From the paper:
Methods. We identified all cases of invasive fusariosis between January 2002 and December 2014. We recorded patient characteristics including clinical presentation, treatment, and outcomes at 6 and 12 weeks after diagnosis, as well as species identification and antifungal drug susceptibilities.
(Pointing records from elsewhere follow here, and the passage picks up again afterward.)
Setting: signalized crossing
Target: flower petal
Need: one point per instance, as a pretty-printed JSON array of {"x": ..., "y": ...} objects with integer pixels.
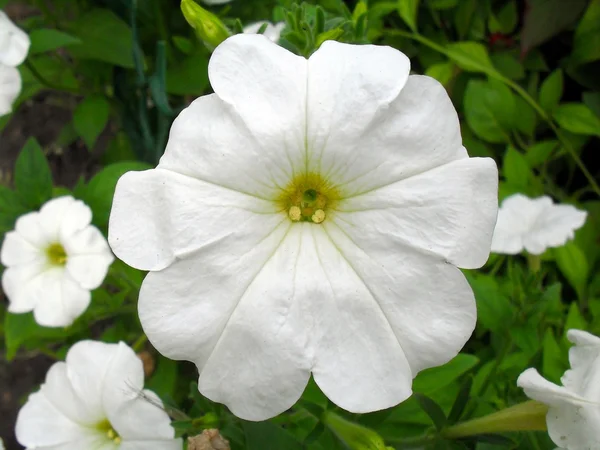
[
  {"x": 431, "y": 325},
  {"x": 14, "y": 42},
  {"x": 10, "y": 87},
  {"x": 363, "y": 145},
  {"x": 60, "y": 298},
  {"x": 16, "y": 251},
  {"x": 40, "y": 424},
  {"x": 237, "y": 319},
  {"x": 142, "y": 418},
  {"x": 176, "y": 215},
  {"x": 450, "y": 211}
]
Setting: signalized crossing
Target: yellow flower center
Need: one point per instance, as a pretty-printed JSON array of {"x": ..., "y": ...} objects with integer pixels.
[
  {"x": 307, "y": 198},
  {"x": 106, "y": 428},
  {"x": 56, "y": 254}
]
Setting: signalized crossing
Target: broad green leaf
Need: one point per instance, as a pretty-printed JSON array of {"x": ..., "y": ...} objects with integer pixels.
[
  {"x": 99, "y": 192},
  {"x": 471, "y": 56},
  {"x": 551, "y": 91},
  {"x": 577, "y": 118},
  {"x": 515, "y": 169},
  {"x": 90, "y": 118},
  {"x": 33, "y": 179},
  {"x": 408, "y": 11},
  {"x": 574, "y": 266},
  {"x": 489, "y": 109},
  {"x": 46, "y": 39},
  {"x": 104, "y": 36}
]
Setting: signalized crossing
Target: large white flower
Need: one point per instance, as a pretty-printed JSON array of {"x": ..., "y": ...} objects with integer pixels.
[
  {"x": 10, "y": 87},
  {"x": 54, "y": 257},
  {"x": 534, "y": 225},
  {"x": 573, "y": 417},
  {"x": 95, "y": 400},
  {"x": 272, "y": 31},
  {"x": 14, "y": 42},
  {"x": 308, "y": 217}
]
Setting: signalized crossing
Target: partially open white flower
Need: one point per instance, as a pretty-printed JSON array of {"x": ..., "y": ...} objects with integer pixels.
[
  {"x": 54, "y": 257},
  {"x": 573, "y": 417},
  {"x": 534, "y": 225},
  {"x": 309, "y": 217},
  {"x": 95, "y": 400},
  {"x": 273, "y": 31},
  {"x": 10, "y": 87},
  {"x": 14, "y": 42}
]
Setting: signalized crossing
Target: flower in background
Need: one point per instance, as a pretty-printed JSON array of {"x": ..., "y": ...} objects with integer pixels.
[
  {"x": 573, "y": 417},
  {"x": 309, "y": 217},
  {"x": 95, "y": 400},
  {"x": 54, "y": 258},
  {"x": 272, "y": 31},
  {"x": 534, "y": 225},
  {"x": 14, "y": 46}
]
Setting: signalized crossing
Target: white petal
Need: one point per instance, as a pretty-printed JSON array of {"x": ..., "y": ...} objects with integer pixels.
[
  {"x": 16, "y": 251},
  {"x": 359, "y": 359},
  {"x": 236, "y": 318},
  {"x": 142, "y": 418},
  {"x": 10, "y": 88},
  {"x": 427, "y": 302},
  {"x": 159, "y": 215},
  {"x": 450, "y": 211},
  {"x": 21, "y": 284},
  {"x": 60, "y": 298},
  {"x": 362, "y": 133},
  {"x": 40, "y": 424},
  {"x": 14, "y": 42}
]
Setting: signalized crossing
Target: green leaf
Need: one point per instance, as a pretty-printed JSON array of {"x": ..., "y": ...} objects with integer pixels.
[
  {"x": 515, "y": 169},
  {"x": 430, "y": 380},
  {"x": 551, "y": 91},
  {"x": 408, "y": 11},
  {"x": 33, "y": 178},
  {"x": 573, "y": 264},
  {"x": 472, "y": 57},
  {"x": 104, "y": 37},
  {"x": 433, "y": 410},
  {"x": 577, "y": 118},
  {"x": 267, "y": 436},
  {"x": 46, "y": 39},
  {"x": 90, "y": 118},
  {"x": 99, "y": 192},
  {"x": 489, "y": 109}
]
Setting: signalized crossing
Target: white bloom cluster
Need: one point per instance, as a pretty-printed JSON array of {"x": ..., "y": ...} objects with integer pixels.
[
  {"x": 310, "y": 216},
  {"x": 573, "y": 417},
  {"x": 14, "y": 46},
  {"x": 95, "y": 400},
  {"x": 54, "y": 258},
  {"x": 534, "y": 225}
]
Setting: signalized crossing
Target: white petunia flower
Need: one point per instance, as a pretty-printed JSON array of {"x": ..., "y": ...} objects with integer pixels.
[
  {"x": 10, "y": 87},
  {"x": 573, "y": 417},
  {"x": 54, "y": 258},
  {"x": 534, "y": 225},
  {"x": 95, "y": 400},
  {"x": 272, "y": 32},
  {"x": 14, "y": 42},
  {"x": 309, "y": 217}
]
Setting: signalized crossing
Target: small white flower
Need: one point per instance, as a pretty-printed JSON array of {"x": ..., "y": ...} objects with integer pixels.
[
  {"x": 272, "y": 32},
  {"x": 95, "y": 400},
  {"x": 14, "y": 42},
  {"x": 54, "y": 257},
  {"x": 573, "y": 417},
  {"x": 10, "y": 87},
  {"x": 309, "y": 217},
  {"x": 534, "y": 225}
]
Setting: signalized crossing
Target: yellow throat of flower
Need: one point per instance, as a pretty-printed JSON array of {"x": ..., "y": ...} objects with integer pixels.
[{"x": 307, "y": 198}]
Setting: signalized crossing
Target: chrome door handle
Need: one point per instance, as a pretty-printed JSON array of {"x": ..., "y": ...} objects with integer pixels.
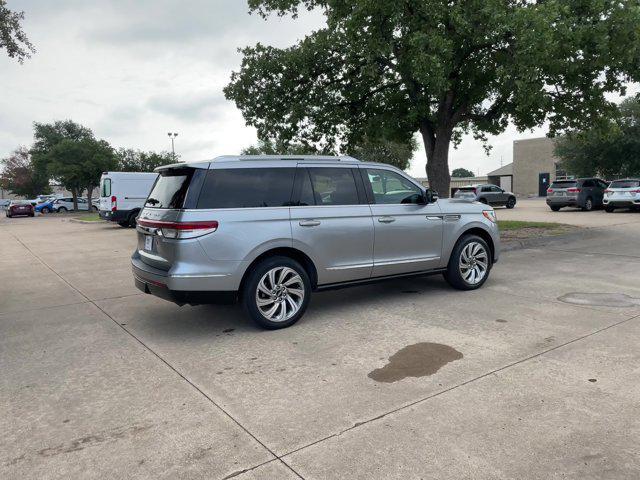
[{"x": 309, "y": 223}]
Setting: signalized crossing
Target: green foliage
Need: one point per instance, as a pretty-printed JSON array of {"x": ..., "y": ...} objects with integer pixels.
[
  {"x": 130, "y": 160},
  {"x": 69, "y": 153},
  {"x": 19, "y": 176},
  {"x": 384, "y": 151},
  {"x": 462, "y": 173},
  {"x": 392, "y": 68},
  {"x": 78, "y": 164},
  {"x": 609, "y": 150},
  {"x": 12, "y": 37}
]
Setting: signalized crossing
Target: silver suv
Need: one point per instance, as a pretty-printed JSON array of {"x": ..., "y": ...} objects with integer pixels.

Results. Fifteen patients were diagnosed with proven (12, 80%) or probable (3, 20%) fusariosis. Median age was 60 years (range, 26–78), and 10 patients were male. Underlying conditions included hematological malignancies (13, 87%), juvenile idiopathic arthritis (1, 7%), and third-degree burns (1, 7%). Five patients underwent hematopoietic stem-cell transplantation before diagnosis. Six patients (40%) received systemic glucocorticoids, and 11 patients (73%) had prolonged neutropenia at the time of diagnosis. Clinical presentations included the following: skin/soft tissue infection (8, 53%), febrile neutropenia (4, 27%), respiratory tract infection (2, 13%), and septic arthritis (1, 7%). Twelve patients were treated with voriconazole: 6 (40%) with voriconazole alone, 4 (27%) with voriconazole and terbinafine, and 2 (13%) with voriconazole, terbinafine, and amphotericin. One patient (7%) was treated with terbinafine alone, and another with micafungin alone. Four patients underwent surgical debridement (4, 27%). Susceptibility testing was performed on 9 isolates; 8 demonstrated voriconazole minimum inhibitory concentrations greater then or equal to 4 µg/mL. The cumulative probability of survival was 66.7% and 53.3% at 6 and 12 weeks after diagnosis.
Conclusions. Mortality associated with invasive fusariosis remains high. Cumulative mortality at our center was lower than previous reports despite elevated voriconazole minimum inhibitory concentrations. Combination therapy should be studied systematically for fusariosis.